1927 sonlarında gemiyle Amerika’ya geçecek, orada hem sipariş portreler yapacak hem de bir akademide dersler verecektir. 1928’de Amerika’da sayısız resmi bulunur fakat günümüze ulaşamaz ve birçoğu kayıptır. Amerika’da bir başka aşk macerası vardır. Bir İtalyan olan Salvatore Virzi ile evlenir. Mihri Hanım sonradan imzasını “Mihri Rasim Virzi” olarak atar. İttihatçılarla oldukça yakındır. İttihatçılardan Ahmet Rıza Bey’in annesi Naile Hanım’ın portresini yapar.

Atatürk Portresi

1923-1924 sonrasında bir dönem Çankaya’da bulunan Atatürk’ün 3 metreye yakın boyutlarda portresini yapar. Atatürk’ü Mareşal şeklinde resmeder. Cumhuriyetin ilanından sonra yapılan ilk Atatürk portesidir bu portre ve bu anlamda bir ilke imza atmıştır. Resmi Atatürk’e bizzat kendisi Çankaya Köşkü’nde teslim eder.
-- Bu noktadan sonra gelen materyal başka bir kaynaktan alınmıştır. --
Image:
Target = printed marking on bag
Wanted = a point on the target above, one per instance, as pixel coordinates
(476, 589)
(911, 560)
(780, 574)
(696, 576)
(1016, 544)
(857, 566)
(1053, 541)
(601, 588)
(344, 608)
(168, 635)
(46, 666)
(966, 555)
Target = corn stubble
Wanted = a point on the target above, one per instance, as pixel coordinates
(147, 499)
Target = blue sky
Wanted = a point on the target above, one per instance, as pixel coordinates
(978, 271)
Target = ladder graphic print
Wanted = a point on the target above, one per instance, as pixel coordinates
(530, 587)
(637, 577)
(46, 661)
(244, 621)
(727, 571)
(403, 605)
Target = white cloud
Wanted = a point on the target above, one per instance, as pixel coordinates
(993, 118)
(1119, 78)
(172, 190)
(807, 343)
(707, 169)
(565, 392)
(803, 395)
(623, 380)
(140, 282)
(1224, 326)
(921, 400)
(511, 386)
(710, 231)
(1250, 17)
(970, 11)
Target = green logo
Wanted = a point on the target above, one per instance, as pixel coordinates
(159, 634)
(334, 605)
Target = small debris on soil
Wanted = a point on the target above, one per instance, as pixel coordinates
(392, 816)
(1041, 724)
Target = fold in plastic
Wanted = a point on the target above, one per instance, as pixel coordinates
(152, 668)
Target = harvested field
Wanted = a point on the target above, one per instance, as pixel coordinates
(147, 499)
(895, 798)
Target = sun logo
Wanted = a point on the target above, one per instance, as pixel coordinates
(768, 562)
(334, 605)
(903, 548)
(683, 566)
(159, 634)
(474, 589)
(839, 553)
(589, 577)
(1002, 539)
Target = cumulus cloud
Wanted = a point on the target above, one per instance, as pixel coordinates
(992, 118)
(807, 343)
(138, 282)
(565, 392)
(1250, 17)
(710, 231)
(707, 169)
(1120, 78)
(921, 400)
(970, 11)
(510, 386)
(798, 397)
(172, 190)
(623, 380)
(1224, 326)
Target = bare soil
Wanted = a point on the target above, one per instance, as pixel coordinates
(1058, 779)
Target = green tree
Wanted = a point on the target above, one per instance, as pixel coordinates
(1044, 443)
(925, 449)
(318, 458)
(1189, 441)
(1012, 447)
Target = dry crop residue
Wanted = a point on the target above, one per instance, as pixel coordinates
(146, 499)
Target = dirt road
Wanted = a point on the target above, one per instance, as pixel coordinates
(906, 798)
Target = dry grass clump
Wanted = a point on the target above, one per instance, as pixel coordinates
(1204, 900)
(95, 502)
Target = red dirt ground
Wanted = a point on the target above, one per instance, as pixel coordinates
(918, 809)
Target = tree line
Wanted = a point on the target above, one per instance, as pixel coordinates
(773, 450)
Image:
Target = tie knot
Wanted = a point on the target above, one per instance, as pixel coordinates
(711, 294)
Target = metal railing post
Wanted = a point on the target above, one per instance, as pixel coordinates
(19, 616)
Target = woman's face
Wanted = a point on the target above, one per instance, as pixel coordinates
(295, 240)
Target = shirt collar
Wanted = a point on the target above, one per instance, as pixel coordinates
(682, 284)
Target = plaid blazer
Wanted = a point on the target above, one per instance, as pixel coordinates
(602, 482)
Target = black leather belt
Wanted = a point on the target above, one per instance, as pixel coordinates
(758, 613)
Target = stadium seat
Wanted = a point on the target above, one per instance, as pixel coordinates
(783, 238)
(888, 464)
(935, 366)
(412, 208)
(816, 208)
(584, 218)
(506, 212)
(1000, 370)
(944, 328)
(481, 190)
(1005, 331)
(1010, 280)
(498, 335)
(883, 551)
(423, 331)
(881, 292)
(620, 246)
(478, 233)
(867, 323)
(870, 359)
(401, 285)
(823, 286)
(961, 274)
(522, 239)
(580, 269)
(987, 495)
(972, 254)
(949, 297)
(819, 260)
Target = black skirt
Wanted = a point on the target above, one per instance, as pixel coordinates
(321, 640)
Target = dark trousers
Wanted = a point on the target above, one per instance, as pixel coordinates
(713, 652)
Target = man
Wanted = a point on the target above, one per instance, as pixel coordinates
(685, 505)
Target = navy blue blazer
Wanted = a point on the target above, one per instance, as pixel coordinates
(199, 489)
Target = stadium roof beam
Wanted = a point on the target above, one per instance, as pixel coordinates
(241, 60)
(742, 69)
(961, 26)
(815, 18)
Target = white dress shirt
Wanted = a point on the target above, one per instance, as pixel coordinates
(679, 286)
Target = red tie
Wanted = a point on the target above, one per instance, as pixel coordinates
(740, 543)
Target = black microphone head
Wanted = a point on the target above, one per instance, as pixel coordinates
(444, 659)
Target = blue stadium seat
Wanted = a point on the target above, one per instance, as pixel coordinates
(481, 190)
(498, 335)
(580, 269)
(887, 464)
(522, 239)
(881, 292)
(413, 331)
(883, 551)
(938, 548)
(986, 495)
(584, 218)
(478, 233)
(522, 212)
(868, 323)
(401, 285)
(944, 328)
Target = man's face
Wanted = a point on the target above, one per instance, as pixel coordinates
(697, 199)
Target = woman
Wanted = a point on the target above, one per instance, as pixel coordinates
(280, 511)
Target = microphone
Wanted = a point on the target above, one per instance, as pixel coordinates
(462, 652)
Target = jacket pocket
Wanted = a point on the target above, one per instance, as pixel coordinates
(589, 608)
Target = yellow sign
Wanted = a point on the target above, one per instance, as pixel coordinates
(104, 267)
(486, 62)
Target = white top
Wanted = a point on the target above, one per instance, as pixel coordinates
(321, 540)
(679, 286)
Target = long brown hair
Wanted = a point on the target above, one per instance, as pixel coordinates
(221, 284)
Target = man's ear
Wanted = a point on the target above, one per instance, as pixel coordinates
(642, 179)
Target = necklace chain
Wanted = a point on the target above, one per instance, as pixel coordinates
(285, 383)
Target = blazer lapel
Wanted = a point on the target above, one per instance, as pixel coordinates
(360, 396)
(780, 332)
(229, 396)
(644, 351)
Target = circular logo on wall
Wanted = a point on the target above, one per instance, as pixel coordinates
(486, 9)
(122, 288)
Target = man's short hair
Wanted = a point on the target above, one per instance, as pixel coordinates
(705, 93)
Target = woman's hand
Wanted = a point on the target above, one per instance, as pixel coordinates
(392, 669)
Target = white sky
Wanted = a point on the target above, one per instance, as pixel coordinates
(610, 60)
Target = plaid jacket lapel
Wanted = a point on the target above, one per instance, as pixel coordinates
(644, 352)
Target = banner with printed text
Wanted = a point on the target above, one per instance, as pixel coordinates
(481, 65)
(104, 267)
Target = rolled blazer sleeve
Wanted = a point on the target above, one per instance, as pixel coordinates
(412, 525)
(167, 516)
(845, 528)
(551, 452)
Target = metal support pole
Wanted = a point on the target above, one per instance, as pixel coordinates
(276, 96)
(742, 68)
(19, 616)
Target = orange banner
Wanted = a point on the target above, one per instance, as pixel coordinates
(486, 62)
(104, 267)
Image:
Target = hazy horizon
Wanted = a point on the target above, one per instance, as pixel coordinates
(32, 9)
Okul kurulduktan sonra tekrar İtalya ‘ ya gider ve oradaki dostları sayesinde (Özellikle sevgilisi Mussolini’ nin sağ kolu olan Gabriel d ’Annunzio isimli şairin desteği ile) Vatikan’a kabul edilir ve Papa XV. Benedict’in portresini yapma imkânı bulur. Mihri Hanım aynı zamanda bu resim ile bir ilke daha imza atacaktır. Hristiyan olmayıp Papa’nın resmini yapan ilk ressam olur. Adeta bir seyyah gibi hareket eder. Amerika’ya gider ve orda uzun bir süre kalır. Hayatının sonlarında da orada vefat edecektir.

Bir dönem resminde maviler ve siyahlar çok belirgin olur. İstanbul’a gelir ve o yıllarını Tevfik Fikret ile geçirir. O dönem Servet-i Fünun dönemi yaşanmaktadır. Halid Ziya’nın “Mai ve Siyah” isimli bir romanı vardır. Bu iki renk dönemin simgesel iki rengidir. Özgürlük ve kurtuluşun rengidir. O dönemi kapsayan renkler ve konular Mihri Hanım’ın resimlerine de yansır.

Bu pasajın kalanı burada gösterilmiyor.